Can I reduce the waste that I generate?

Since your T1D treatment is essential for maintaining your health and there are no alternatives with a smaller environmental impact, it’s difficult to find ways to reduce the medical waste that you generate. But here are some strategies that could help you:

  • Use alcohol swabs only when needed. Outside of healthcare settings (e.g., hospital, clinic), there’s no need to disinfect your skin with alcohol swabs before injecting your insulin or pricking your fingertip. When measuring your capillary blood sugar, simply washing your hands with soap and water is enough. However, when installing a sensor or catheter (or pod), you need to disinfect your skin with alcohol because the device will remain in place for several days.
  • Choose reusable insulin pens. If you use disposable insulin pens or syringes, you could switch to a cartridge-style pen, which allows you to simply change the cartridge once it’s empty while keeping the same pen. This is the case for biosimilar insulins such as Admelog, Trurapi and Basaglar. Note, however, that some insulin brands are available only in a disposable pen (e.g., Tresiba, Toujeo). Ask your healthcare team or pharmacist for more information.
  • Refuse free products from companies if you don’t need them (e.g., capillary blood sugar meter). Having just one functional meter is often enough.
  • Do your research. Before you purchase a device, you could inquire with the company or with other users about its environmental impact (e.g., recyclable or not, amount of waste produced). Of course, you should choose your device based on your preferences and health condition before anything else. But if you’re hesitating between several devices, the environmental aspect may play a role in your decision.
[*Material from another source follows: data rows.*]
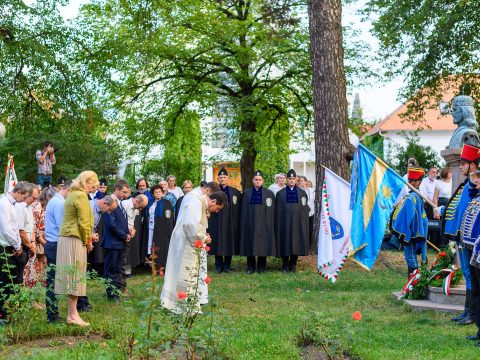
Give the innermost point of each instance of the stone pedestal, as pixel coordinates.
(452, 158)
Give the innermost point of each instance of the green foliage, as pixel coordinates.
(425, 155)
(44, 94)
(252, 56)
(273, 149)
(76, 152)
(375, 144)
(182, 154)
For instance, knowing that the Tandem and Medtronic 770G insulin pumps get updated every time a new version is available can be an interesting solution to benefit from all the latest improvements without changing your pump. In addition, using your cell phone whenever possible instead of a receiver sold by your CGM company (e.g., Dexcom, FreeStyle Libre) can limit the number of devices used and reduce their environmental impact. 

Sorting or reducing waste can represent an additional burden for people with T1D, who may feel powerless due to a lack of resources and lack of alternatives. 

However, the brunt of this work should be done by companies that manufacture T1D-related drugs and supplies. They should be more transparent about waste management, work to reduce waste, and propose more recycling options. To encourage this change, consumers can get in touch with the companies that make their supplies and let them know how they feel (e.g., mentioning the problem of over-packaging, encouraging the reuse of supplies such as CGM insertion devices or infusion sets).